The hastily scrapped Conservative election manifesto proposal to abolish free school lunches in favor of school breakfasts has raised debate over the benefits of each of these services.
This discussion was raised at the recent Westminster Food & Nutrition Forum Keynote Seminar on 'Food in Schools and Early Years Settings: Standards, Free School Meals and the Future for Policy'. Daniel Martin, from the Education Directorate of the Welsh Government, talked about the Welsh approach, which provided breakfasts rather than lunches to school children. "It's open to any child who requests a breakfast, irrespective of their qualification for free school meals," he said.
Martin claimed that research on Year 2 children suggested those on a free breakfast scheme made an additional two months of progress across reading, writing and maths, compared with a control group of pupils who did not have a school breakfast.
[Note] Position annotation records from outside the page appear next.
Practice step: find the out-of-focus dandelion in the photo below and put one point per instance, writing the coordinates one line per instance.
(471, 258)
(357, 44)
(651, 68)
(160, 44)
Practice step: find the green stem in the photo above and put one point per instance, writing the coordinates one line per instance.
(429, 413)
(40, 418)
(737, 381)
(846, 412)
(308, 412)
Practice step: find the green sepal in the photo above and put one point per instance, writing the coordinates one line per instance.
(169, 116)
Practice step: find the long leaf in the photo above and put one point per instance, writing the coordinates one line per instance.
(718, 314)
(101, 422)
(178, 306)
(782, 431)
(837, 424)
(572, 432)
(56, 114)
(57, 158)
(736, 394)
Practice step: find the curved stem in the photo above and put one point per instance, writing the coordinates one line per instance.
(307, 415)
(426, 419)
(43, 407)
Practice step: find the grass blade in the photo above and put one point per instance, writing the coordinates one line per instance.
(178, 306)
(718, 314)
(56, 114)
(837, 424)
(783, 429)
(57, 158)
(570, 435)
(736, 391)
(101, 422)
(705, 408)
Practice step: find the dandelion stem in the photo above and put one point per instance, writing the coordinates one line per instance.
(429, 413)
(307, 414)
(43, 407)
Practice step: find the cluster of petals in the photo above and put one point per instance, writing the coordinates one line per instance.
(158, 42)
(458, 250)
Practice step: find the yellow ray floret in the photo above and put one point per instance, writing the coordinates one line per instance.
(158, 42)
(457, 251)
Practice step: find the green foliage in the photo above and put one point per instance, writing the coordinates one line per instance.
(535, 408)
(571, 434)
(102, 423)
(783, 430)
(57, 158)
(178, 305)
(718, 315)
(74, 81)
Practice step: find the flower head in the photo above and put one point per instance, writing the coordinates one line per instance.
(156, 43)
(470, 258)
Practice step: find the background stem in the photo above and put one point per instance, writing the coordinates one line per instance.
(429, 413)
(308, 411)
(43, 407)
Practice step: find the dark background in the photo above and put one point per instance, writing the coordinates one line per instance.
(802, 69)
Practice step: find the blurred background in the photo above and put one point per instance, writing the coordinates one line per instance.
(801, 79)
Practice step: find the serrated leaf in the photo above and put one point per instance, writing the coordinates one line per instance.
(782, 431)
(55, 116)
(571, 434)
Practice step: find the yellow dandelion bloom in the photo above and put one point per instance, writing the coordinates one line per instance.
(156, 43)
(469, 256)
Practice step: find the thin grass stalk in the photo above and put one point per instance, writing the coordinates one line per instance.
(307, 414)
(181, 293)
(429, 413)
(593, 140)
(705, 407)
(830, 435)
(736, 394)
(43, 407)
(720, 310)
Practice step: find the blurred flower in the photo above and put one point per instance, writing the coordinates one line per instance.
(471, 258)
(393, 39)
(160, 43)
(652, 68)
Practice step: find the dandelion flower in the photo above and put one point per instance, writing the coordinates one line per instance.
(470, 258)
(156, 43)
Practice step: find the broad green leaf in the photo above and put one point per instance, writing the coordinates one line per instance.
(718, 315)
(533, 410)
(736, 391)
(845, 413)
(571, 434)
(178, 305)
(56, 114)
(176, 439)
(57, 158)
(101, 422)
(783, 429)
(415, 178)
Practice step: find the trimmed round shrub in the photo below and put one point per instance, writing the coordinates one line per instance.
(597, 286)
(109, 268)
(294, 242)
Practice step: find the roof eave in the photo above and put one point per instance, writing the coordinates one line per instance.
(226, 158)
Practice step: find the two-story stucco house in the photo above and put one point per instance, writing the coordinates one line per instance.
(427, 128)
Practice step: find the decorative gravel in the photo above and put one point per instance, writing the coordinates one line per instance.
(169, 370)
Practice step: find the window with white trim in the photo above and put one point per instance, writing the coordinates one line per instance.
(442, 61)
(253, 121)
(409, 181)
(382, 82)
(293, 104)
Christine Farquharson of the Institute for Fiscal Studies largely supported this claim, showing comparitive studies on the impact of both free school lunches and school breakfasts. These studies showed a much higher impact on Key Stage 1 (ages 5-7) attainment for children taking breakfasts over lunches. There was, however, less of a difference at Key Stage 2 (ages 7-11).
Neither meal was shown to have a direct impact on the health or weight of the children, although this was mainly due to the difficulty in determining what children ate outside of school. But, Farquharson added that breakfast clubs did show significant impacts on school absences, and on the childrens' behaviour. These effects were not reported among free infant school lunch children, however.
Patricia Mucavele of the Children's Food Trust (CFT) told the forum: "We need to build on our successes in transforming food in education settings, using lessons learned to inform the improvement of the out-of-home offer for children and their families." She called for a government investment in a long-term vision, presenting a CFT wishlist of actions that included getting more children and families cooking, clearer food labelling, and encouraging Early Years Settings (EYS) to adopt the nutrition guidelines.
A number of presentations called for child-oriented food in shcools, supermarkets and outside the home to be healthier, with a particular focus on reducing salt, fat and sugar content. Mucavele said: "We need to make healthy food choices the easiest choice for children and make healthy eating a social norm."